Irena Stojanovikj

Enhancing Billing Accuracy in

Healthcare Management


Ambulant care companies in Germany faced a 12% revenue loss due to billing inaccuracies and claim denials. Complex insurance rules around frequency limits, budget constraints, and cost bearer assignments created confusion, leading to manual errors, payment delays, and compliance risks.

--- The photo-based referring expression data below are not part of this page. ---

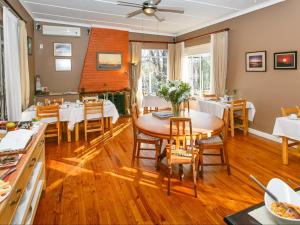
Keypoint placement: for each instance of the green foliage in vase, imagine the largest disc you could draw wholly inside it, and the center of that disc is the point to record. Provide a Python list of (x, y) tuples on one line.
[(175, 92)]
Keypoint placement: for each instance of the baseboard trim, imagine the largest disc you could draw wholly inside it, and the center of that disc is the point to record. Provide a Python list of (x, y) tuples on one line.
[(264, 135)]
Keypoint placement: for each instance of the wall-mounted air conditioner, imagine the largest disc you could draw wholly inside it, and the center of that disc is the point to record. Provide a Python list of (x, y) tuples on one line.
[(61, 31)]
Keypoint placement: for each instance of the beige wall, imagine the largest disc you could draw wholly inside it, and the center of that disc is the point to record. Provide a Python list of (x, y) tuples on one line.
[(69, 81), (273, 29), (45, 60)]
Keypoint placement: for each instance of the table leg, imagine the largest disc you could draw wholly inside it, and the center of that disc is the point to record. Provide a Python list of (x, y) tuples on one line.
[(77, 132), (285, 151), (69, 135)]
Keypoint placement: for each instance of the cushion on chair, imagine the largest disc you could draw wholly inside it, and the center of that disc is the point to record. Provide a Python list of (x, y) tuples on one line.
[(208, 141), (142, 136)]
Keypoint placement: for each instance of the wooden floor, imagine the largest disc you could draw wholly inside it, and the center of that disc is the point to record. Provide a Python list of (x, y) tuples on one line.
[(95, 184)]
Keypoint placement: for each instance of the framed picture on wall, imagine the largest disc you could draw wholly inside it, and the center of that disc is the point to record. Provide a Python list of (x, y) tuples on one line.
[(62, 49), (63, 65), (285, 60), (29, 45), (256, 61), (109, 61)]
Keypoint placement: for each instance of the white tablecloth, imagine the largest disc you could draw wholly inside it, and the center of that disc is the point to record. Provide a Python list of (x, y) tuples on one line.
[(285, 127), (217, 108), (74, 114), (155, 101)]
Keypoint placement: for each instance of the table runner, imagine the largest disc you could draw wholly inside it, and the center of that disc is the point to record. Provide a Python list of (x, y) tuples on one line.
[(217, 108), (74, 113)]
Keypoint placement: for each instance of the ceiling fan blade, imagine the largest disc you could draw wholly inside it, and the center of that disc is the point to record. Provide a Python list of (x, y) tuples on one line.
[(160, 19), (129, 4), (172, 10), (134, 13)]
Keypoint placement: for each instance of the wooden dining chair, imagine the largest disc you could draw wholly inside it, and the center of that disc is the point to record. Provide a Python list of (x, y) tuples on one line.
[(217, 142), (286, 111), (90, 99), (139, 138), (55, 101), (210, 96), (50, 113), (181, 149), (238, 116), (93, 118)]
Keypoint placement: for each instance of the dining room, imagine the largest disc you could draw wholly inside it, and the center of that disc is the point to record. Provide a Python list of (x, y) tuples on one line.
[(149, 112)]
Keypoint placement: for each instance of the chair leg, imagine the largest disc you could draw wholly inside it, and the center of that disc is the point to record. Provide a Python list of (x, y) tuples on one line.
[(222, 155), (227, 160), (200, 163), (169, 180), (157, 152), (133, 153), (195, 178)]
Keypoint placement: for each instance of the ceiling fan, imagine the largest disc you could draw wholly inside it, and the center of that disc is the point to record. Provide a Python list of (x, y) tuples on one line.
[(149, 8)]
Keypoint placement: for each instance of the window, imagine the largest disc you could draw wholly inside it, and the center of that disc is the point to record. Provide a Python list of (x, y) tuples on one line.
[(154, 69), (197, 72)]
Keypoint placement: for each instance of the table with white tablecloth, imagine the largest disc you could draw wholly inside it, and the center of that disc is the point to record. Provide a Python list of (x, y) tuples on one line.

Disclaimer: This case study does not include product interface visuals. The solution was primarily implemented in the background, focusing on system logic, automation, and user alerts. As a result, the user-facing interface changes were minimal and limited to occasional alert modals rather than major UI components.

  • My Role


  • Led the end-to-end billing accuracy improvement as Product Manager, managing a cross-functional team of designers, engineers, and domain experts. Conducted research with stakeholders, analyzed 150+ billing disputes, and translated complex insurance regulations into user-friendly validation systems.

Research & Discovery


User Interviews revealed care managers struggled with changing insurance regulations and felt anxious about billing errors, while our internal billing team was struggling with manual corrections.


Key Pain Points:

  • · No visibility into insurance coverage during service planning
  • · Confusion about which services were billable to which payer
  • · Billing rejections requiring awkward conversations with clients about unexpected charges, eroding trust in our platform

Solution: Three Core Features


1. Real-Time Coverage Alert System

Built automated validation that instantly alerts users when services exceed insurance coverage, offering private-pay options for overages.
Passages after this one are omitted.